Autre exemple, Jean-Marc Rouillan, ancien membre de groupe Action directe, avait dit lors d’une interview à propos des terroristes des attentats du 13 novembre 2015: « Moi, je les ai trouvés très courageux. Ils se sont battus courageusement. Ils se battent dans les rues de Paris. Ils savent qu’il y a deux ou trois mille flics autour d’eux » (Cour de cassation, ch. crim. 27 novembre 2018, n°17-83.602). Présenter les terroristes comme des hommes “courageux” était une façon de les valoriser, de les présenter sous un jour positif, ce qui a valu à Jean-Marc Rouillan une condamnation pénale du chef d’apologie du terrorisme. Saisie par ce dernier, la Cour européenne des droits de l’homme a considéré que la loi française réprimant l’apologie du terrorisme répondait à un but légitime, à savoir la défense de l’ordre et la prévention des infractions pénales. Mais elle a tout de même sanctionné la France en raison de la peine d’emprisonnement ferme prononcée contre Jean-Marc Rouillan, qu’elle considérait comme non nécessaire (Cour EDH, 23 juin 2002, Rouillan C/ France).
De plus, peu importe que les propos apologétiques soient prononcés devant un nombre réduit de personnes, dès lorsqu’ils sont publics : ainsi, il y a délit lorsque les propos sont tenus intentionnellement au sein d’un établissement pénitentiaire en présence des seuls personnels de cette administration (Cour de cassation, ch. crim., 19 juin 2018). A fortiori, il y a délit lorsque les propos sont diffusés par voie de presse, à travers les réseaux sociaux, dans une assemblée, ou au cours d’une manifestation publique.
Inversement, lorsqu’un individu menace le personnel d’un hôpital ainsi : « je crois que vous n’avez pas compris, je travaille pour Daesh moi (…) je repars en Syrie, je fais partie de Daesh si vous n’avez pas compris » et « je vais reprendre du service et reprendre contact avec Daesh », il s’agit de menaces de crimes ou délits, certes punissables, mais pas d’apologie du terrorisme (Cour de cassation ch. crim., 28 juin 2022). En effet, ces propos ne sont pas de nature à diffuser une vision positive des terroristes mais bien au contraire à effrayer ceux qui les entendaient.

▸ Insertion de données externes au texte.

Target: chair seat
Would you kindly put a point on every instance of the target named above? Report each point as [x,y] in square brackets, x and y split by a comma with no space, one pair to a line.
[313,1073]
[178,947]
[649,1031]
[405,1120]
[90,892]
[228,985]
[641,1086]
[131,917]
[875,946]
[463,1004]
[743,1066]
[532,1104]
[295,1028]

Au regard des contours dégagés par la jurisprudence relative à l’apologie du terrorisme, le propos de Jean-Luc Mélenchon est donc erroné : un soutien politique – à supposer qu’il soit établi- n’est pas une apologie, et utiliser de façon erronée des qualifications pénales à des fins politiques ne contribue pas à éclairer le débat sur un sujet pourtant essentiel, à savoir la lutte contre le terrorisme.